British Columbia

Vancouver opens door to laneway housing

The City of Vancouver is moving ahead with a plan to let homeowners convert their garages into living spaces.

The city of Vancouver is moving ahead with a plan to allow 100 homeowners to convert their back-alley garages into laneway housing.

The plan, approved Thursday night with the unanimous support of civic council, is one of the key parts of the municipality's controversial eco-density charter adopted in June to increase the number of people living in the city in an environmentally sustainable manner.

Many people can see how having a living space in their garage will work in a city with little affordable rental space, Coun. Suzanne Anton said.  

"Our kids are starting to leave the house. We could put ourselves in a little cottage, put our kids and grandkids one day in the house," she said.

"Elderly people might be able to put help in the little laneway house, letting them stay at home for many more years, if they have help."

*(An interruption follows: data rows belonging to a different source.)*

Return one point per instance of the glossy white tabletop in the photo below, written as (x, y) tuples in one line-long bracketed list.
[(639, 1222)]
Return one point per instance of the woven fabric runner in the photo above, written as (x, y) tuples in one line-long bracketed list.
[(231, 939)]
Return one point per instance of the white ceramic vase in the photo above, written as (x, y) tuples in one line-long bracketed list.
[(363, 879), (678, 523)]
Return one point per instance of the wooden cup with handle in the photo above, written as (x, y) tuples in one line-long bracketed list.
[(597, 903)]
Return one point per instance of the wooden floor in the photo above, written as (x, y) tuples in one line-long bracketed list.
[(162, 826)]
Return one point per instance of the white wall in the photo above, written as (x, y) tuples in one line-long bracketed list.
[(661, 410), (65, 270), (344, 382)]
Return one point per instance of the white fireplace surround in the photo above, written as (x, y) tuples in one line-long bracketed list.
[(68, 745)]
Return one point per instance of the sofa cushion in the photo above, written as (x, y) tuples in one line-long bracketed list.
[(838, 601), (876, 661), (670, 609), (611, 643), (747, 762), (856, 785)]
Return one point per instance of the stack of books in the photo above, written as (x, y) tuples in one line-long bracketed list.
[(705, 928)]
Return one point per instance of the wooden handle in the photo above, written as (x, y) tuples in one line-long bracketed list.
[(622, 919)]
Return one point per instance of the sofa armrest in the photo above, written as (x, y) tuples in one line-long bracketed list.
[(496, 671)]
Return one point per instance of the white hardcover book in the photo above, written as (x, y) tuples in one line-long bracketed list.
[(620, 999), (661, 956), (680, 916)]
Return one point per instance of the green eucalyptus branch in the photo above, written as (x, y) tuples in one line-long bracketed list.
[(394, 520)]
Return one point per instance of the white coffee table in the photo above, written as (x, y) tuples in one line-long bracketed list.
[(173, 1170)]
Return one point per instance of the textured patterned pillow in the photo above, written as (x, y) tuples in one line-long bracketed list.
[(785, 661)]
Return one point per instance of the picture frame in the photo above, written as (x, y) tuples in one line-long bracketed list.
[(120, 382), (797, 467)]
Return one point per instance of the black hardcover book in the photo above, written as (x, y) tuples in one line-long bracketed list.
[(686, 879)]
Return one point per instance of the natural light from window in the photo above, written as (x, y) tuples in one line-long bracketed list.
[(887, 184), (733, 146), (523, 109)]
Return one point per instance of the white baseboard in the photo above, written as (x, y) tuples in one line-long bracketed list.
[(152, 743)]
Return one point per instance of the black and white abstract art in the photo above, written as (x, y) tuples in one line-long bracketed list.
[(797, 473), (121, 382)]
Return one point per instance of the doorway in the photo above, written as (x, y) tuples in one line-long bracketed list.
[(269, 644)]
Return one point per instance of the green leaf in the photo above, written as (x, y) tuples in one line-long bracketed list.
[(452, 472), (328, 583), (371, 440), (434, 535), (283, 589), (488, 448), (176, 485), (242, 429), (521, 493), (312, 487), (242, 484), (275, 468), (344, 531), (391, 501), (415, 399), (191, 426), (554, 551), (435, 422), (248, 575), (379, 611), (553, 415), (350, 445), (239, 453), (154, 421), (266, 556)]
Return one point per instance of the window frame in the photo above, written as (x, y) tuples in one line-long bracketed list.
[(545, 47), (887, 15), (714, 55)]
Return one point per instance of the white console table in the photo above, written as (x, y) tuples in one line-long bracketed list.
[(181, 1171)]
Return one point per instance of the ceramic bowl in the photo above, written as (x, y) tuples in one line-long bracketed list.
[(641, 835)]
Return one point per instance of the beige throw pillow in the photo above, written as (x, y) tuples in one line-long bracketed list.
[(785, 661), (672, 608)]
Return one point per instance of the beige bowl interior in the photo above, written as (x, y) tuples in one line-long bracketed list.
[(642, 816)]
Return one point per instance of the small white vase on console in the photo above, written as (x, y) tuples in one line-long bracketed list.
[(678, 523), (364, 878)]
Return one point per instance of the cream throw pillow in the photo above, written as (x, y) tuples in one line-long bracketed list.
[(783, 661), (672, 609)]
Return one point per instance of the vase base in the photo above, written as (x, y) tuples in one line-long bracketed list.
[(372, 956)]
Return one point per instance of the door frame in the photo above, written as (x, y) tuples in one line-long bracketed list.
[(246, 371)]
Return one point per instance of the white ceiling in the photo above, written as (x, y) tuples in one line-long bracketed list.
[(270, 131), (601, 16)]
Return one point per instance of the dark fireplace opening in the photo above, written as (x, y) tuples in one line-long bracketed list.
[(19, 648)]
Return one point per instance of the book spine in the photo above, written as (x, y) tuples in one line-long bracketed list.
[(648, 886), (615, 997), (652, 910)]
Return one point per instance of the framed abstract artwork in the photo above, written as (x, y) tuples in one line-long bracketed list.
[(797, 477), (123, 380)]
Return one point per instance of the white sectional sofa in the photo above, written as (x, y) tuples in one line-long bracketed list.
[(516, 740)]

The average cost of a conversion is expected to be around $150,000, but owners will only be able to rent and not sell the laneway homes.

Before any of the alley homes go ahead, there will be public hearings on a neighbourhood by neighbourhood basis, and only homes already zoned single-family will qualify for the pilot project.

That means the first laneway house won't be built for about a year, Anton said.

Gordon Price, a former Vancouver councillor and the director of the City Program, an urban-issues centre at Simon Fraser University, said the plan can work because Vancouver is rare among North American cities as it was laid out with back lanes by planners more than 100 years ago.

"They are really a product of late 19th-century urban planning, if you can call it that. It was the way that they laid out our block pattern, because they had to provide provision for the horses and carriages to come in to stables at the back," Price said Friday.